STEVE INSKEEP, host: This country does not have any many long-distance passenger trains as it once did, and among those still running, one type of train is especially rare and especially romantic. It's a whistle-stop train, which simply means that passengers can get on and off where they choose, not just at the scheduled stops. One of the last whistle-stop trains in the U.S. rolls through Alaska's interior.
It's called the Hurricane Turn, and it provides the only access a few dozen families have to their remote homes and cabins. Alaska Public Radio Network's Annie Feidt climbed onboard.
(SOUNDBITE OF TRAIN WHISTLE)
ANNIE FEIDT: There aren't many rules on the train called the Hurricane Turn. Dogs roam the aisles and sit next to their owners on the seats. The baggage car doors are wide open, even when the train is moving, and, of course, you can get on and off wherever you like. Wade Sherwood is the conductor.
WADE SHERWOOD: Oh yeah. This is, like, the best job in the whole railroad. You bet.
FEIDT: It's Sherwood's job to keep track of who's getting off where and when they'll be coming out of the wilderness. He uses a giant whiteboard to chart the action, and he handles the chaos like the friendly mayor of a small town.
SHERWOOD: You know, you're coming out tomorrow and - so tomorrow - Saturday and Sunday, or just tomorrow?
UNIDENTIFIED WOMAN: No. Just Sunday.
SHERWOOD: Sunday only?
UNIDENTIFIED WOMAN: Yes.
SHERWOOD: Thank you.
FEIDT: The train runs 55 miles through a section of dense Alaskan birch and spruce forest, winding through low mountains and over glacially fed rivers. Tourists ride the train to take in the scenery and spot an occasional bear that pops into view. But for Wade, the locals are the real attraction: hearty Alaskans that have built homes and cabins that are completely cut off from the modern world.
SHERWOOD: Oh, yeah. It's exciting. You meet some real characters out here. I mean, it's cool. And it's not an easy place. It's a rare person that can spend time here and make a life.
FEIDT: One of those characters is Harden Mevin, a small, older man with a long, gray beard.
SHERWOOD: How you doing, Harden?
HARDEN MEVIN: I'm fine, Wade.
FEIDT: Most of the locals are heading into recreational cabins, but Harden is one of the few who lives out here year-round, even in winter, when temperatures can dip to minus 40. He uses the train to get supplies, but also to visit friends farther up the tracks. I asked what his life would be like without the Hurricane Turn.
MEVIN: Well, that's a real hard question, because it's our only access, unless you owned a helicopter.
(SOUNDBITE OF LAUGHTER)
FEIDT: Ken Flynn has been riding the train even longer than Harden.
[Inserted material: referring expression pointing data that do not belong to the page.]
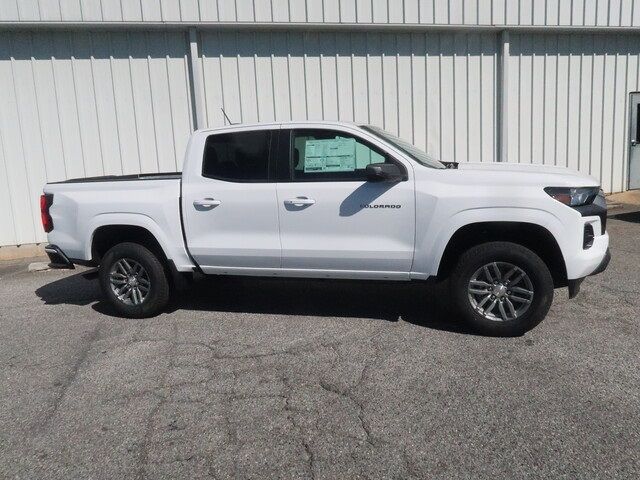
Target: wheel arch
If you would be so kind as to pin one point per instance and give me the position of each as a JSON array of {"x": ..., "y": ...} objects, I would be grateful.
[{"x": 533, "y": 236}]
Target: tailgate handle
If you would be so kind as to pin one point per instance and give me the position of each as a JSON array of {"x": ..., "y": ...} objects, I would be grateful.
[{"x": 206, "y": 203}]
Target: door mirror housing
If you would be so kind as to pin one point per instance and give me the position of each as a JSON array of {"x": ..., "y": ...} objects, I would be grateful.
[{"x": 384, "y": 172}]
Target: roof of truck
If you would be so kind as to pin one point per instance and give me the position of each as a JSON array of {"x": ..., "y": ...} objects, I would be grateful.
[{"x": 285, "y": 123}]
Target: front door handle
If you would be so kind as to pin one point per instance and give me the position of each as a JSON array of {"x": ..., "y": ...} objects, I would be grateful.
[
  {"x": 299, "y": 201},
  {"x": 206, "y": 203}
]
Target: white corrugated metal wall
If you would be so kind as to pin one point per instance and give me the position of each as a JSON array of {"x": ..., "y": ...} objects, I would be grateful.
[
  {"x": 436, "y": 90},
  {"x": 90, "y": 101},
  {"x": 452, "y": 12},
  {"x": 84, "y": 104}
]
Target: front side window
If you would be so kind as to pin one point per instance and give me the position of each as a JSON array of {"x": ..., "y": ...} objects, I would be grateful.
[
  {"x": 326, "y": 155},
  {"x": 237, "y": 156}
]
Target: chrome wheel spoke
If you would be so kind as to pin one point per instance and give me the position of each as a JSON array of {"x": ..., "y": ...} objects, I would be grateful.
[
  {"x": 503, "y": 312},
  {"x": 129, "y": 281},
  {"x": 494, "y": 285}
]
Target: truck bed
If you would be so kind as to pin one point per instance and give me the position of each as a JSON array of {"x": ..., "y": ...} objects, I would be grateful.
[{"x": 124, "y": 178}]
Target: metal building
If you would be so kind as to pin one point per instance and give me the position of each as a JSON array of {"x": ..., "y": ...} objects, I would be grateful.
[{"x": 98, "y": 87}]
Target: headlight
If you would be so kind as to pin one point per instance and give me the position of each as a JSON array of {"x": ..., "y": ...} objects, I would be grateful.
[{"x": 573, "y": 196}]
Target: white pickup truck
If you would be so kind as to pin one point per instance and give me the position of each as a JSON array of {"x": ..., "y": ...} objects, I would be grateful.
[{"x": 341, "y": 201}]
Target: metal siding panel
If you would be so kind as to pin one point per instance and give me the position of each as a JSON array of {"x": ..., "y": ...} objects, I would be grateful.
[
  {"x": 626, "y": 13},
  {"x": 264, "y": 14},
  {"x": 190, "y": 11},
  {"x": 433, "y": 64},
  {"x": 390, "y": 120},
  {"x": 331, "y": 11},
  {"x": 30, "y": 131},
  {"x": 111, "y": 10},
  {"x": 348, "y": 11},
  {"x": 313, "y": 77},
  {"x": 395, "y": 13},
  {"x": 344, "y": 80},
  {"x": 297, "y": 11},
  {"x": 315, "y": 11},
  {"x": 568, "y": 115},
  {"x": 328, "y": 77},
  {"x": 177, "y": 67},
  {"x": 280, "y": 10},
  {"x": 447, "y": 97},
  {"x": 43, "y": 64},
  {"x": 28, "y": 10},
  {"x": 380, "y": 11},
  {"x": 586, "y": 103},
  {"x": 86, "y": 104},
  {"x": 364, "y": 11},
  {"x": 473, "y": 104},
  {"x": 244, "y": 11},
  {"x": 247, "y": 77},
  {"x": 63, "y": 89},
  {"x": 152, "y": 12},
  {"x": 212, "y": 78},
  {"x": 49, "y": 10},
  {"x": 360, "y": 78},
  {"x": 513, "y": 99},
  {"x": 91, "y": 10},
  {"x": 374, "y": 66},
  {"x": 162, "y": 103},
  {"x": 145, "y": 119},
  {"x": 296, "y": 70},
  {"x": 550, "y": 100},
  {"x": 170, "y": 10},
  {"x": 405, "y": 95},
  {"x": 9, "y": 12},
  {"x": 131, "y": 10},
  {"x": 411, "y": 11},
  {"x": 619, "y": 137},
  {"x": 264, "y": 78},
  {"x": 418, "y": 98}
]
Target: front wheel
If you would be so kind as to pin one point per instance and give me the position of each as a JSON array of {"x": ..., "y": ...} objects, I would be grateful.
[
  {"x": 134, "y": 281},
  {"x": 501, "y": 288}
]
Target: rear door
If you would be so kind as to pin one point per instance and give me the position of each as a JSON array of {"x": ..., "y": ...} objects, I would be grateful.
[
  {"x": 230, "y": 208},
  {"x": 332, "y": 220}
]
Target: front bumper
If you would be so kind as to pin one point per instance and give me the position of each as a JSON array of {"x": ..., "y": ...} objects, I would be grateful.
[
  {"x": 574, "y": 285},
  {"x": 57, "y": 257}
]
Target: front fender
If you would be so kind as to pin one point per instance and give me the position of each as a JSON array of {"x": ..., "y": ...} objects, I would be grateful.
[{"x": 432, "y": 244}]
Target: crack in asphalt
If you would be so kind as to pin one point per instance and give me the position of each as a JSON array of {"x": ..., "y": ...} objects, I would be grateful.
[{"x": 87, "y": 344}]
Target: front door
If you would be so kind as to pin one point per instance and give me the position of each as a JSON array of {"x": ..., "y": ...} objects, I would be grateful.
[
  {"x": 230, "y": 209},
  {"x": 634, "y": 144},
  {"x": 336, "y": 223}
]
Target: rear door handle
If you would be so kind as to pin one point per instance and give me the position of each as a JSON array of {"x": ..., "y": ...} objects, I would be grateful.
[
  {"x": 299, "y": 201},
  {"x": 206, "y": 203}
]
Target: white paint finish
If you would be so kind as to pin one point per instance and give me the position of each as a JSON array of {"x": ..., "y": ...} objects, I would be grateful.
[
  {"x": 248, "y": 231},
  {"x": 384, "y": 79},
  {"x": 568, "y": 99},
  {"x": 83, "y": 104}
]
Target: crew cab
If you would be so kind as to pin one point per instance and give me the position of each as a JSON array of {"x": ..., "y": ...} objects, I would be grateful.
[{"x": 335, "y": 201}]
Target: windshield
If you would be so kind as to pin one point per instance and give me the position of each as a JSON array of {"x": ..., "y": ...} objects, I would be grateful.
[{"x": 414, "y": 152}]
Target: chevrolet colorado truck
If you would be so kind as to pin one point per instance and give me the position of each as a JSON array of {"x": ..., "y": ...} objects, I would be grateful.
[{"x": 335, "y": 201}]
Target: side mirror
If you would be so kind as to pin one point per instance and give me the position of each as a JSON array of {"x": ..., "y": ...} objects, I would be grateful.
[{"x": 384, "y": 172}]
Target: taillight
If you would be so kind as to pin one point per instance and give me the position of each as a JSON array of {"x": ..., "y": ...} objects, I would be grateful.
[{"x": 46, "y": 201}]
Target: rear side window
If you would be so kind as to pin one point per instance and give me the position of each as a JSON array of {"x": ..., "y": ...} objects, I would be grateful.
[
  {"x": 326, "y": 155},
  {"x": 238, "y": 156}
]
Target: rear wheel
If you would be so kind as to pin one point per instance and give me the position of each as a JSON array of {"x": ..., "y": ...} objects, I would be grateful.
[
  {"x": 501, "y": 288},
  {"x": 134, "y": 281}
]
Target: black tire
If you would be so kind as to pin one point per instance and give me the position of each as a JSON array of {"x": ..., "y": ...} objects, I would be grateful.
[
  {"x": 156, "y": 298},
  {"x": 503, "y": 253}
]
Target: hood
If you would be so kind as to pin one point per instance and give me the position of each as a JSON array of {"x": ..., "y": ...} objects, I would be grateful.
[{"x": 526, "y": 173}]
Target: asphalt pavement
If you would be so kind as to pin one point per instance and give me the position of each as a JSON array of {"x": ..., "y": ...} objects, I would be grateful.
[{"x": 249, "y": 378}]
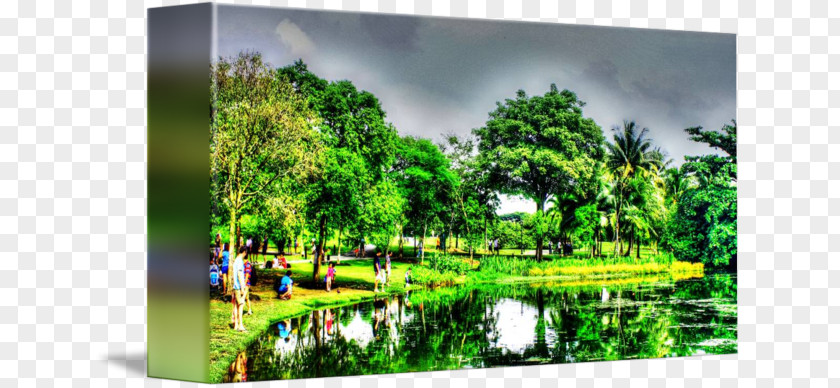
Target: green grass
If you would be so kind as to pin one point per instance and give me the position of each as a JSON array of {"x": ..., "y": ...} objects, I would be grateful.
[{"x": 354, "y": 280}]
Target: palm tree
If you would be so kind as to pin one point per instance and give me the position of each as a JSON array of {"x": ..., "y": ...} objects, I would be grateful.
[
  {"x": 630, "y": 155},
  {"x": 561, "y": 211}
]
He staked out land and built a 10-by-13 cabin 40 years ago. He chose a site two miles off the tracks for its spectacular view of 20,000-foot Mount McKinley. He and his wife Julie live in Anchorage, but this is their fifth train trip into their cabin this summer.
They enjoy escaping their cell phones, computers and cars in the city. Ken says they don't even like to hunt or fish. Their life at the cabin is more basic than that.
KEN FLYNN: Well, it's just the sheer enjoyment of being out in the wilderness. It's quiet. Our activities pretty much are limited to hauling water, gathering firewood, and once that's done, then we can relax.
FEIDT: When their stop comes up, the Flynns climb down from the baggage car and Wade hands them their backpacks and trekking poles.
FLYNN: Got it. Thank you.
SHERWOOD: Yes, sir. See you Sunday.
JULIE FLYNN: See you Sunday. Bye. Thanks.
FEIDT: The Flynns say it's always a little strange when the train pulls off and leaves them just standing there, on their own in the middle of a vast wilderness. But that's exactly how they like it.
FLYNN: Bye, Annie.
FEIDT: Bye. Have fun. For NPR News, I'm Annie Feidt.